For a moment, she couldn’t say anything after that, but there was no room in this new life for what she was feeling. It only caused weakness, and that caused death. “Once I killed my brother, something shut off inside me. I worked on instinct, grabbed what I could—food, clothes, water, anything I thought I would need to survive—and took off in my mom’s car. We had no other family, and I had no place else to go, so I just drove until I ran out of gas in the middle of nowhere.”

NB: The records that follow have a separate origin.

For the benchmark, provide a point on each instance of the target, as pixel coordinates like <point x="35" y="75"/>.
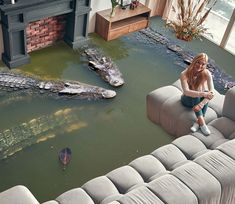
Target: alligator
<point x="222" y="80"/>
<point x="38" y="130"/>
<point x="104" y="67"/>
<point x="10" y="81"/>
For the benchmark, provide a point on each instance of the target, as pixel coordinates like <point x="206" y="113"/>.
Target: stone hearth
<point x="19" y="22"/>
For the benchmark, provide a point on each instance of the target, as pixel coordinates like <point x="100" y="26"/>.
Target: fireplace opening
<point x="44" y="32"/>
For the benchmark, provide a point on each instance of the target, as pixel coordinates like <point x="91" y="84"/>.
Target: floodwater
<point x="102" y="134"/>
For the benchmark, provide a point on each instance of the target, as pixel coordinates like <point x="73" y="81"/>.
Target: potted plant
<point x="114" y="4"/>
<point x="190" y="16"/>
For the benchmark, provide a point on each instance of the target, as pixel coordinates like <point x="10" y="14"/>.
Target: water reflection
<point x="38" y="130"/>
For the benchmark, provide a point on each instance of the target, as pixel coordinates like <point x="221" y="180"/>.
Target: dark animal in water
<point x="104" y="66"/>
<point x="38" y="130"/>
<point x="65" y="156"/>
<point x="10" y="81"/>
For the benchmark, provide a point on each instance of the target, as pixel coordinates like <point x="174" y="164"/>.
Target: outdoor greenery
<point x="189" y="18"/>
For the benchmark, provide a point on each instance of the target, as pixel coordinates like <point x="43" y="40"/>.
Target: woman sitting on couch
<point x="198" y="88"/>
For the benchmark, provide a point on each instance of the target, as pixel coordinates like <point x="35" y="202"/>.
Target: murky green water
<point x="103" y="134"/>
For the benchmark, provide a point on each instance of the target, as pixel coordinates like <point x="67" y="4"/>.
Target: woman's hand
<point x="209" y="95"/>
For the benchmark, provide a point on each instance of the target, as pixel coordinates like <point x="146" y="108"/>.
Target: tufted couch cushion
<point x="164" y="107"/>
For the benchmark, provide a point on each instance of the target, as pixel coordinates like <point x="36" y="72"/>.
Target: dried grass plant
<point x="190" y="16"/>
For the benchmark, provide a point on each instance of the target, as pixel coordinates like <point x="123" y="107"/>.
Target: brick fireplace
<point x="45" y="32"/>
<point x="29" y="25"/>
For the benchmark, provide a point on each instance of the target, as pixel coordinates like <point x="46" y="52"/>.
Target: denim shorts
<point x="190" y="102"/>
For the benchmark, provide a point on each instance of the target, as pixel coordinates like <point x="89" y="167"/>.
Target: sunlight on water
<point x="102" y="134"/>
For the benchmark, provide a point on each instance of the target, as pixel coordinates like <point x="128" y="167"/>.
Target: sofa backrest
<point x="229" y="104"/>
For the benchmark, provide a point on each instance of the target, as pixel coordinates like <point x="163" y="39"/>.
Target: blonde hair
<point x="193" y="82"/>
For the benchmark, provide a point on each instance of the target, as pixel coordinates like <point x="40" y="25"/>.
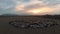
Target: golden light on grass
<point x="37" y="11"/>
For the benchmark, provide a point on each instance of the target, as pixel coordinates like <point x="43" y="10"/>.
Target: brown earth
<point x="5" y="28"/>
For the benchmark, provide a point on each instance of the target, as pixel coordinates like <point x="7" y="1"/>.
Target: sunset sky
<point x="30" y="7"/>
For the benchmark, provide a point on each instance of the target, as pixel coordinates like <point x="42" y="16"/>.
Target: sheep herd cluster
<point x="32" y="25"/>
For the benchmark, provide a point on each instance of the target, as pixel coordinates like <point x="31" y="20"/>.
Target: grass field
<point x="5" y="28"/>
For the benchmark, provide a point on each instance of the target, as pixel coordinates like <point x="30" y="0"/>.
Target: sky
<point x="30" y="7"/>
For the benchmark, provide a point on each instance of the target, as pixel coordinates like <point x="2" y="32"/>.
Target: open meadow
<point x="5" y="28"/>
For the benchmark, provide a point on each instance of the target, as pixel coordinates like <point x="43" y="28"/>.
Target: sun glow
<point x="37" y="11"/>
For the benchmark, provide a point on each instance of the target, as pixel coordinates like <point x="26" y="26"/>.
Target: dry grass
<point x="5" y="28"/>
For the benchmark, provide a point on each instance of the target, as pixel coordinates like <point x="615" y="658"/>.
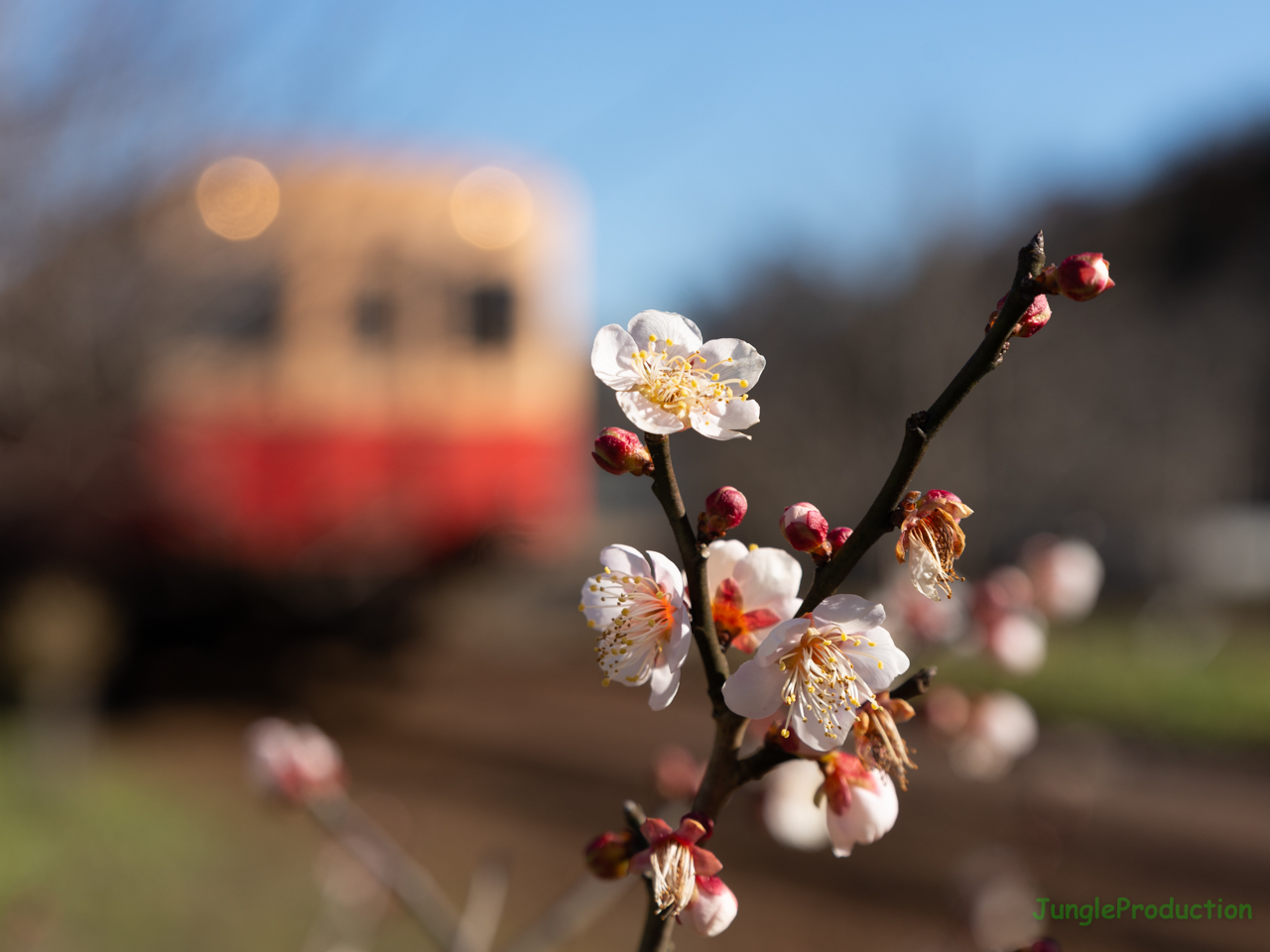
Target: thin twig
<point x="922" y="426"/>
<point x="724" y="772"/>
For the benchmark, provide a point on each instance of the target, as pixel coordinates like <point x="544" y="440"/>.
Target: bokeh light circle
<point x="492" y="208"/>
<point x="238" y="198"/>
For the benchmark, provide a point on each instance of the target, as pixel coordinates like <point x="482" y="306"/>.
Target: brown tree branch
<point x="922" y="426"/>
<point x="693" y="555"/>
<point x="725" y="772"/>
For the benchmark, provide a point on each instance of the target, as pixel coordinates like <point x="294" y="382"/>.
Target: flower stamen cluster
<point x="930" y="538"/>
<point x="879" y="743"/>
<point x="822" y="682"/>
<point x="680" y="384"/>
<point x="639" y="610"/>
<point x="675" y="861"/>
<point x="635" y="639"/>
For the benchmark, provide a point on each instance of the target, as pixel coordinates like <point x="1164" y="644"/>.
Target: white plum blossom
<point x="712" y="906"/>
<point x="1001" y="729"/>
<point x="668" y="380"/>
<point x="293" y="761"/>
<point x="861" y="802"/>
<point x="751" y="592"/>
<point x="822" y="667"/>
<point x="1017" y="643"/>
<point x="792" y="811"/>
<point x="1067" y="575"/>
<point x="639" y="610"/>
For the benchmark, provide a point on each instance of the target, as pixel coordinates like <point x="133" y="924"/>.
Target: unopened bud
<point x="620" y="451"/>
<point x="806" y="529"/>
<point x="1035" y="317"/>
<point x="1080" y="277"/>
<point x="608" y="856"/>
<point x="837" y="538"/>
<point x="725" y="508"/>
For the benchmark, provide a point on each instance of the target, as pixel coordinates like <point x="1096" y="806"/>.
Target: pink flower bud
<point x="1080" y="277"/>
<point x="1035" y="317"/>
<point x="725" y="508"/>
<point x="806" y="529"/>
<point x="837" y="538"/>
<point x="294" y="762"/>
<point x="712" y="906"/>
<point x="608" y="856"/>
<point x="620" y="451"/>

She lived with her mom and dad while working her way through school, had no place of her own, and what friends she did have were more of a passing thought. She hadn’t been close to anyone but her parents and brother, and now they were gone. Even now, she could see the fires blazing from the houses she drove by and the thick riots in front of the stores. Murder, violence, and mayhem were aplenty now. “I ran out of gas and trekked my way down backroads until I saw a small group of healthy humans. I stayed with them up until they either got attacked by the sick or killed each other off. And you know the rest after that.”
“What are you, twenty-five, -six?”
She answered Mason’s question. “Twenty-three.”
“Shit, you’re young.”
She looked at Asher at his scoff and then at Mason. They looked older, maybe in their late thirties, early forties, but certainly not old enough that they should have thought her age was an issue. She felt the need to make them see she could handle herself and be an asset to their group.
“I can fend for myself and kill if I need to.” They stared at her, but neither responded to her statement, so she decided a change of subject was best. “You can’t be much older than me.”
Mason slowly crossed his arms over his chest, and the muscles bunched under the dark thermal he wore. She slid her eyes over to Asher and saw him staring right at her. In all honesty, she couldn’t trust anyone but herself anymore, but there was a point in someone’s life when solitude wasn’t a friend but an enemy. She wanted to trust them desperately. But the what-if slammed in her head. Maybe they meant to do a hell of a lot more than degrade her? Who was she kidding? She had been with them for three days, and the only thing they had done was keep her safe and share their food with her.
“I’m thirty-eight.” Asher was the first to speak, but she didn’t think Mason would’ve answered her anyway. “Mace is forty-one.” He flicked his eyes over to Mason, and she didn’t miss the scowl that went across his face.
Another moment of silence stretched, but Sparrow wanted to know about them, the same way they asked about her. “What about you guys?” She looked between the two of them. “What was your life like before all this happened?” She heard what Asher had done previously when she eavesdropped, but of course she wasn’t about to admit that. When neither answered right away, her embarrassment grew, but Asher cleared his throat and offered her another smile.
“I used to be a trainer. Used to get guys ready to fight in underground cages.” He shrugged. “The money was really good, and since I hurt my knee and can’t fight myself, that was the next best thing.” When she didn’t respond, Asher continued. “Hey, we all have to make a living, right?” He gave her a lopsided grin, and it was hard not to return the expression.